The offseason is inevitably a period of projection and speculation, which makes it the ideal time to ponder the hypotheticals that the Pittsburgh Steelers will face over the course of the next year, whether it is addressing free agency, the draft, performance on the field, or some more ephemeral topic.
That is what I will look to address in our Buy or Sell series. In each installment, I will introduce a topic statement and weigh some of the arguments for either buying it (meaning that you agree with it or expect it to be true) or selling it (meaning you disagree with it or expect it to be false).
The range of topics will be intentionally wide, from the general to the specific, from the immediate to that in the far future. And as we all tend to have an opinion on just about everything, I invite you to share your own each morning on the topic statement of the day.
Topic Statement: Dwayne Haskins will beat out Mason Rudolph for the team’s backup quarterback position in 2021.

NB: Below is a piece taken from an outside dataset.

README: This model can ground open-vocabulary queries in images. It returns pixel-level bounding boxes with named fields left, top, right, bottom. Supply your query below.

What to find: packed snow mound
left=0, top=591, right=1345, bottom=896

Explanation: The Steelers drafted Mason Rudolph in 2019 believing that he had first-round talent, taking him in the third round. Now they have a quarterback who was actually drafted in the first round, who will come in and compete at the position.
Buy:
Somehow one aspect of the Dwayne Haskins acquisition that we don’t really seem to be discussing is the fact that the Steelers have presumably some first-hand intelligence on him. Their wide receivers coach, Ike Hilliard, was with Washington with Haskins during his rookie season in 2019, so they surely consulted him before signing the quarterback and believed they could work with him.
And let’s face it, his competition is not Steve Young here. We’re talking about Mason Rudolph, whom a lot of people wanted to be cut before the 2020 season. He did well enough for himself while playing from behind against the Browns in week 17, but that’s not enough to go on.
Get Haskins out of his Washington environment, get him in the (virtual) classroom and harness his skills, and you can have something to work with. Maybe he’s not going to be your heir apparent (neither is Rudolph), but he can at least be a backup with upside.
Sell:
Outside of being more athletic (though not necessarily mobile) and having greater arm strength, there is nothing that Haskins has over Rudolph that Paxton Lynch didn’t have, and when’s the last you heard of him? The Steelers opted for both Joshua Dobbs and Devlin Hodges over him.
The kinds of problems that Haskins has as a quarterback are the kinds that don’t typically get fixed. He never really learned the game from the neck up, and he never had to at Ohio State. That doesn’t cut it in the NFL, and that’s why he’s going to remain firmly in the ‘bust’ status and stand behind Rudolph on the depth chart.